Hal senada juga diungkapkan oleh Direktur Riset Center of Reform on Economics (CORE) Piter Abdullah. Ia menjelaskan biaya layanan saat transaksi di e-commerce diterapkan sebagai bagian dari strategi dari tiap-tiap perusahaan dalam upaya meningkatkan efisiensi demi mendorong profitabilitas dan kontinuitas bisnis perusahaan. 

Langkah ini juga dilakukan untuk meningkatkan beberapa aspek seperti pengalaman konsumen, layanan terbaik, inovasi, serta fasilitas apa saja yang dapat ditawarkan platform kepada konsumennya.

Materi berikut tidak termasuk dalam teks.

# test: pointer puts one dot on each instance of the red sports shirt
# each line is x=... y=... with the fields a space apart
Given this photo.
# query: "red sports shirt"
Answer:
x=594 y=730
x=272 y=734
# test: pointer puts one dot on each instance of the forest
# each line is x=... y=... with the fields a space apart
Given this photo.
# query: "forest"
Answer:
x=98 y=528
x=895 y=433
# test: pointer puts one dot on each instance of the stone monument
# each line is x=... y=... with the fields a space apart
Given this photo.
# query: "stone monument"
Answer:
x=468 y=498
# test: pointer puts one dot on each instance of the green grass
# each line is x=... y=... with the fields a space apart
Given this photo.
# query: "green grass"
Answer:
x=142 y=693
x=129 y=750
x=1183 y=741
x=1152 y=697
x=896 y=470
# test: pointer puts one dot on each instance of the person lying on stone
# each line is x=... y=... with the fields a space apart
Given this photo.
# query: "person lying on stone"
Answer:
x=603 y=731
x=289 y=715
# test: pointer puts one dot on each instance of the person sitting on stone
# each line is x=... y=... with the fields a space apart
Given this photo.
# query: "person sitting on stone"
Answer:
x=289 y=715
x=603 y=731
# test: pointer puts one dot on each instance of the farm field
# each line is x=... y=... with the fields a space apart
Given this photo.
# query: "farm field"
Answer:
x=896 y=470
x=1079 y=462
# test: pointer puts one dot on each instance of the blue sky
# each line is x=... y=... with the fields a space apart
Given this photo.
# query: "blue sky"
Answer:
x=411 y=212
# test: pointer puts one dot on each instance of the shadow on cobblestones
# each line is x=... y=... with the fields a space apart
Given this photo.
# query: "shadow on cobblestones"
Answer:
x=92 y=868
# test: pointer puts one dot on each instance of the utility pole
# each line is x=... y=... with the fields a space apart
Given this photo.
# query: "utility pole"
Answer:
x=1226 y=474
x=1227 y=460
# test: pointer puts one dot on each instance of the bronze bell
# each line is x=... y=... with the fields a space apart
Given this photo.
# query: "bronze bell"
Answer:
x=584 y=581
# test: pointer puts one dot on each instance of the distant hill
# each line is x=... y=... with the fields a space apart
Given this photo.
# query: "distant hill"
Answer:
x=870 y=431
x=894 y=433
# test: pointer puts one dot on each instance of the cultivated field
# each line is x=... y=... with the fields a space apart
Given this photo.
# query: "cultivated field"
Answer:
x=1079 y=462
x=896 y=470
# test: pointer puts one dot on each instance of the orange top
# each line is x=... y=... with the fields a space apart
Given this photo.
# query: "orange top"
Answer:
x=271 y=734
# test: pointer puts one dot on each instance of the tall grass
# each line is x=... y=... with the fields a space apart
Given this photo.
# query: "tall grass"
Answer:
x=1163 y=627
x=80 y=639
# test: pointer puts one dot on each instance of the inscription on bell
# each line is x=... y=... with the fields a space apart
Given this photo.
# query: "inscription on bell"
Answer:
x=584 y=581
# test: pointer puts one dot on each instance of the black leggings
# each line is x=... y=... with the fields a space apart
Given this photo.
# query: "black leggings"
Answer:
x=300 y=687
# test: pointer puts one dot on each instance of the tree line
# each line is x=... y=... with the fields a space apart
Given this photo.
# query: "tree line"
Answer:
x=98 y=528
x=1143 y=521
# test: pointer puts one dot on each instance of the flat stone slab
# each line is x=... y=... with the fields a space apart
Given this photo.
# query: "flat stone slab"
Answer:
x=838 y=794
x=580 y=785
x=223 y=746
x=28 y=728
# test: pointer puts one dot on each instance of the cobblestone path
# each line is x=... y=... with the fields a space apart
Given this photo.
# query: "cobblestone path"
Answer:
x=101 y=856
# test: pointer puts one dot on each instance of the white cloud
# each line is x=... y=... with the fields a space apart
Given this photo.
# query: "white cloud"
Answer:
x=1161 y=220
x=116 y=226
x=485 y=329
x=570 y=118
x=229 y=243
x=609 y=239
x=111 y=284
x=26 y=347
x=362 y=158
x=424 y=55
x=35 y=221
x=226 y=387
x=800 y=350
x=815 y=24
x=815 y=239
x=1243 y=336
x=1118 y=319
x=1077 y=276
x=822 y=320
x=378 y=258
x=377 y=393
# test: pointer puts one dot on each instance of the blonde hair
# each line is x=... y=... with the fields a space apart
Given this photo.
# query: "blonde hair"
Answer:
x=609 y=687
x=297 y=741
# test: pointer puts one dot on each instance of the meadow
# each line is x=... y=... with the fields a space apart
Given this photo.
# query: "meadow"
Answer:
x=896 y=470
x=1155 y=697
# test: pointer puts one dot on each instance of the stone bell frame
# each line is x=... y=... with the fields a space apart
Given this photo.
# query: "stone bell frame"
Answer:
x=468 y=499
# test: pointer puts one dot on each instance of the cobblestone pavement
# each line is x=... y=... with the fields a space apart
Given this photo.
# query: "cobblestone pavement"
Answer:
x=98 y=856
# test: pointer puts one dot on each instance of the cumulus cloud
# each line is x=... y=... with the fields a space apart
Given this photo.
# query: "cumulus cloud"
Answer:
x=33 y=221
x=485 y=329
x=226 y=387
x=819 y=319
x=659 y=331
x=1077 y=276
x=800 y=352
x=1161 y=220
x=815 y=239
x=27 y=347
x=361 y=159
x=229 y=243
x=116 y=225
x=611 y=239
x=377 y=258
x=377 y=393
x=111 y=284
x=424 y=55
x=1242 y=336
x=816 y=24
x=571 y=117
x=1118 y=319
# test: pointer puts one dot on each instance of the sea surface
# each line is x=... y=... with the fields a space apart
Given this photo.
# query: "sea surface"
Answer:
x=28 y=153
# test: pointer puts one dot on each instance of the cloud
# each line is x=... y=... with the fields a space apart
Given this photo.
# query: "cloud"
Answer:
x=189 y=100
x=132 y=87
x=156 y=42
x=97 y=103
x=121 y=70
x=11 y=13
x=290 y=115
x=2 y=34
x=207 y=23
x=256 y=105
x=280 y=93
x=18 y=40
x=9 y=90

Apalagi, kegiatan belanja online telah menjadi kebiasaan masyarakat. Hal ini terbukti dari data terkait belanja online yang mana sepanjang 2022 hingga awal 2023 sendiri, sebanyak 178,9 juta warga Indonesia membeli barang secara online. Angka itu naik 12,8% secara tahun-ke-tahun (year on year/YoY).

“Penyesuaian ini seharusnya tidak mengurangi jumlah pengguna ataupun kepercayaan mereka. Selain kegiatan belanja online telah menjadi kebiasaan masyarakat, platform-platform e-commerce seperti Tokopedia pun pasti sudah memiliki pelanggan setia yang mengedepankan kenyamanan dan experience belanja di platform pilihan mereka,” jelas Piter kepada Alinea.id, Minggu (7/5).

Karenanya, dia menilai penerapan biaya oleh platform-platform e-commerce merupakan hal yang biasa dilakukan. Termasuk dalam hal layanan, jasa aplikasi maupun top up dompet digital.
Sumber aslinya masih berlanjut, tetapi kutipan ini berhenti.